J’étais atterré. Je me refusais à comprendre.

– Non, n’est-ce pas! tu ne pouvais même pas t’en apercevoir tout seul!

Il m’avait saisi le bras et me secouait furieusement. Sa voix, entre ses dents serrées se faisait tremblante et sifflante.

– Abel, je t’en supplie, lui dis-je après un instant de silence, d’une voix qui tremblait aussi, et tandis qu’il m’entraînait à grands pas au hasard, – au lieu de t’emporter ainsi, tâche de me raconter ce qui s’est passé. J’ignore tout.

À la lueur d’un réverbère, il m’arrêta soudain, me dévisagea; puis m’attirant vivement contre lui, il posa sa tête sur mon épaule et murmura dans un sanglot:

– Pardon! je suis stupide, moi aussi, et n’ai pas su y voir plus clair que toi, mon pauvre frère.

Ses pleurs parurent un peu le calmer; il releva la tête, se remit à marcher et reprit:

– Ce qui s’est passé?… À quoi sert à présent d’y revenir? J’avais parlé à Juliette le matin, je te l’ai dit. Elle était extraordinairement belle et animée; je croyais que c’était à cause de moi; c’était parce que nous parlions de toi, simplement.

– Tu n’as pas su t’en rendre compte alors?…

– Non; pas précisément; mais maintenant les plus petits indices s’éclairent…

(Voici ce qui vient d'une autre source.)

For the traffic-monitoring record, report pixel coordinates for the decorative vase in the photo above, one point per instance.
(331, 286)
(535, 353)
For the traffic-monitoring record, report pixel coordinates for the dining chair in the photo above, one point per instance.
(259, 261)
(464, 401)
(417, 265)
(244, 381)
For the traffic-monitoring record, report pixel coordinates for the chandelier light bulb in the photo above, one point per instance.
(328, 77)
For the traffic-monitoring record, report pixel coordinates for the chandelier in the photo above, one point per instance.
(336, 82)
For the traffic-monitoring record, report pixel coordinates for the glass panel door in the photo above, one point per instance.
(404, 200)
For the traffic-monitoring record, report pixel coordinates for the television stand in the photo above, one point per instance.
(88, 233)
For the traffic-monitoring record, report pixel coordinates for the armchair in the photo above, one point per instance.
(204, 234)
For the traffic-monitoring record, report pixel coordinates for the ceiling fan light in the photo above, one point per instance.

– Es-tu sûr de ne pas te tromper?

– Me tromper! Mais, mon cher, il faut être aveugle pour ne pas voir qu’elle t’aime.

– Alors Alissa…

– Alors Alissa se sacrifie. Elle avait surpris le secret de sa sœur et voulait lui céder la place. Voyons, mon vieux! ce n’est pas difficile à comprendre, pourtant… J’ai voulu reparler à Juliette; aux premiers mots que je lui ai dits, ou plutôt dès qu’elle a commencé à me comprendre, elle s’est levée du canapé où nous étions assis, a répété plusieurs fois: «J’en étais sûre», du ton d’une personne qui n’en était pas sûre du tout…

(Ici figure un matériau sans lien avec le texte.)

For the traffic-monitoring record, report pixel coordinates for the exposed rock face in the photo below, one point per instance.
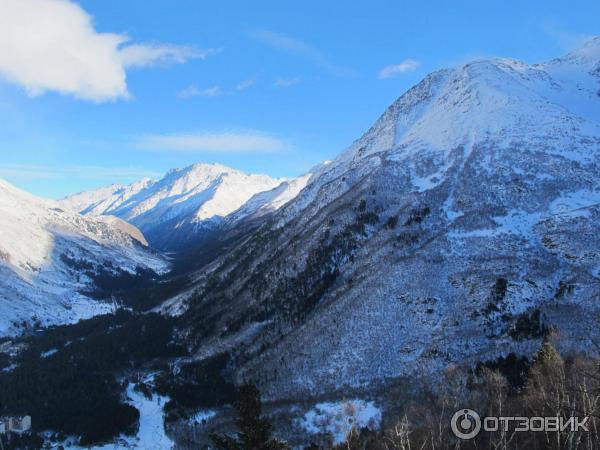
(175, 210)
(49, 257)
(470, 205)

– Ah! ne plaisante donc pas!

– Pourquoi? Je trouve ça bouffon, cette histoire… Elle s’est élancée dans la chambre de sa sœur. J’ai surpris des éclats de voix impétueux qui m’alarmaient. J’espérais revoir Juliette, mais au bout d’un instant c’est Alissa qui est sortie. Elle avait son chapeau sur la tête, a paru gênée de me voir, m’a dit rapidement bonjour en passant… C’est tout.

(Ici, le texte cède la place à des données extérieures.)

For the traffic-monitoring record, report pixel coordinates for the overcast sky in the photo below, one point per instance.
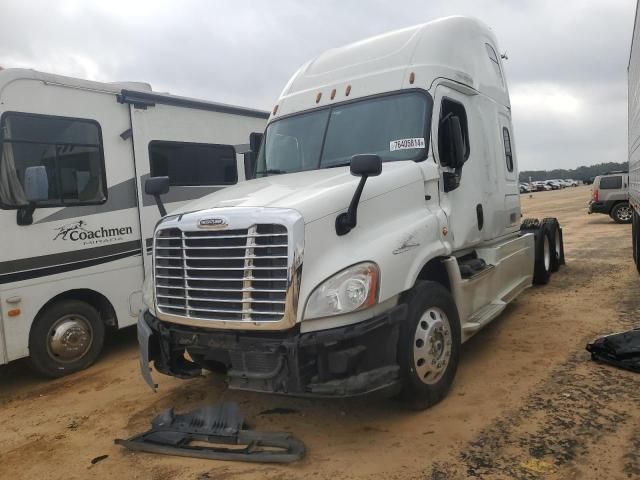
(566, 70)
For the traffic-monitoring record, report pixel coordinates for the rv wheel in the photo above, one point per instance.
(65, 338)
(429, 345)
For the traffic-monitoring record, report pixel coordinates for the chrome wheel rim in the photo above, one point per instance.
(624, 214)
(69, 338)
(432, 346)
(547, 253)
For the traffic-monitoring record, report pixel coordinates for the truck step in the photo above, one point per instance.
(483, 316)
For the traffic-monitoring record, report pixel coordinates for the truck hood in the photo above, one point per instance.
(315, 193)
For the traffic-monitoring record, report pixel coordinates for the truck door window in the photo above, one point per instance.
(445, 143)
(68, 150)
(611, 183)
(193, 164)
(507, 148)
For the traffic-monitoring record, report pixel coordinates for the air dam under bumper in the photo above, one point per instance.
(340, 362)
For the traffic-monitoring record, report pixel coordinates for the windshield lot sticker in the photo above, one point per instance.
(406, 144)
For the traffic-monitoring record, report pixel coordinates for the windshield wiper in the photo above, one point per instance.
(343, 164)
(271, 171)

– Tu n’as pas revu Juliette?

Abel hésita quelque peu:

– Si. Après qu’Alissa fut partie, j’ai poussé la porte de la chambre. Juliette était là, immobile, devant la cheminée, les coudes sur le marbre, le menton dans les mains; elle se regardait fixement dans la glace. Quand elle m’a entendu, elle ne s’est pas retournée, mais a frappé du pied en criant: «Ah! laissez-moi!» d’un ton si dur que je suis reparti sans demander mon reste. Voilà tout.